INSTRKTIV is already working on future features like:
- Automated updates with regulation changes
- AI-generated images
- Dynamic, interactive documentation (voice, chat, video)
- Deeper integration with CCMS tools
Our long-term vision? Technical content that’s not just readable and compliant, but adaptive, multimedia-rich, and instantly available wherever users need it.
A note of caution: DocRock™ still needs rigorous testing
While the potential of DocRock™ is undeniably exciting, INSTRKTIV is clear about one thing: the system still needs more testing in diverse real-world scenarios before it can be considered a turnkey solution.
Even state-of-the-art models, including OpenAI’s recently released O3 and O4-mini, have shown unexpected behaviours- sometimes inventing facts or generating content that sounds plausible but isn’t true. OpenAI itself has admitted that they don’t fully understand why this happens. One particularly bizarre example: a model claimed it had run code “on a MacBook Pro outside of ChatGPT” - which, let’s be honest, makes about as much sense as a fish claiming it just rode a bicycle.

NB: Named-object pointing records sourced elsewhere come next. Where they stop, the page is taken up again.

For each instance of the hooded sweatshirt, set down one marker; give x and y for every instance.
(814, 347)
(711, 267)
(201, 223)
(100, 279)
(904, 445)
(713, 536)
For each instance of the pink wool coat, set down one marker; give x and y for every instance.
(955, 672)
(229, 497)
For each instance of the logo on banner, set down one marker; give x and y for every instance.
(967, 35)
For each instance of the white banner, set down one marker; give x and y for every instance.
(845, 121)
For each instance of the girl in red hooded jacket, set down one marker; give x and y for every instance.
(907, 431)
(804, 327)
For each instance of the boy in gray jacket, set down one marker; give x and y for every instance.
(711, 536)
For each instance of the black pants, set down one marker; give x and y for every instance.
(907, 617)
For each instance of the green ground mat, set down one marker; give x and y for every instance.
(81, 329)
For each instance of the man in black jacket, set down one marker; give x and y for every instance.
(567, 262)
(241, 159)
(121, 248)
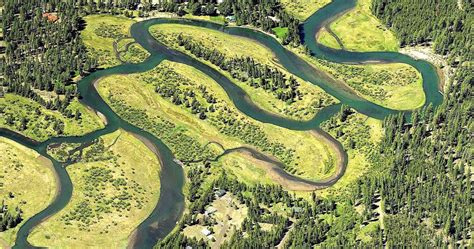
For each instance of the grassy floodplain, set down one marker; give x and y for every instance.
(305, 108)
(327, 39)
(359, 30)
(360, 136)
(31, 180)
(100, 34)
(116, 186)
(41, 122)
(183, 129)
(396, 85)
(302, 9)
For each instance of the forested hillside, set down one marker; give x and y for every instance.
(449, 24)
(264, 14)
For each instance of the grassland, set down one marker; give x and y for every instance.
(116, 186)
(186, 132)
(31, 180)
(217, 19)
(100, 34)
(302, 9)
(360, 136)
(359, 30)
(327, 39)
(305, 108)
(228, 216)
(280, 32)
(42, 123)
(397, 86)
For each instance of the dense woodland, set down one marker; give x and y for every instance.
(43, 52)
(9, 218)
(448, 24)
(264, 14)
(419, 190)
(247, 70)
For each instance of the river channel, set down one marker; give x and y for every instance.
(171, 203)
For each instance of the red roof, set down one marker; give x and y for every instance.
(51, 17)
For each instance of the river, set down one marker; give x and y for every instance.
(171, 203)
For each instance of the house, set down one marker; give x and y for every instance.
(52, 17)
(210, 210)
(230, 18)
(297, 209)
(206, 232)
(220, 193)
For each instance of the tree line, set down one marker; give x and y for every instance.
(446, 24)
(246, 69)
(264, 14)
(9, 218)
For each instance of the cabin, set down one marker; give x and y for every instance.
(206, 232)
(52, 17)
(219, 193)
(230, 18)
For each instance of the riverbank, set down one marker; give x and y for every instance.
(445, 71)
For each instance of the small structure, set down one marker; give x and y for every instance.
(52, 17)
(273, 18)
(230, 18)
(209, 211)
(297, 209)
(220, 193)
(206, 232)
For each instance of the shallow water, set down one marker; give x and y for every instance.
(171, 203)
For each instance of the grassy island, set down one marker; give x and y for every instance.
(108, 39)
(296, 99)
(360, 30)
(33, 120)
(360, 136)
(187, 110)
(302, 9)
(116, 186)
(27, 182)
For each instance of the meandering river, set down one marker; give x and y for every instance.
(171, 203)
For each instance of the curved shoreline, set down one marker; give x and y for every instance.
(169, 208)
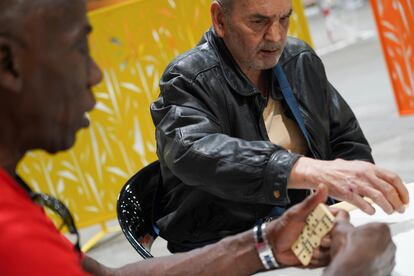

This illustrates a broader truth: AI tools are powerful but not infallible. That’s why DocRock™ was intentionally built around a human-in-the-loop approach. The AI generates content, but technical writers and subject matter experts are still responsible for reviewing and approving each section.
In other words, DocRock™ may cut down documentation time by 75%, but quality assurance remains a human job. The tool is only as strong as the oversight behind it - and technical writers play a key role in making sure the final output is accurate, compliant, and usable.
So, as promising as this technology is, it’s important not to treat it as a magic button. Like all good tech, DocRock™ needs thoughtful implementation, careful validation, and continuous refinement. The future of AI-powered documentation is bright - but it still needs human eyes on the road.
Bottom line
DocRock™ is a signpost pointing to the future of technical writing. It turns documentation from a chore into a strategic asset. For writers willing to embrace AI, it offers not just faster workflows, but smarter, more impactful content.
Ready to spend less time drafting and more time shaping the user experience? Then it’s time to watch DocRock™ closely.
Meta’s smart glasses take on real-time translation - what does it mean for technical documentation?
What is the AI news?
Ever wished you had a personal translator whispering in your ear while travelling? Meta just made that almost a reality. The tech giant has rolled out live translation features to all users of its Ray-Ban Meta smart glasses - a big step forward in wearable language tech.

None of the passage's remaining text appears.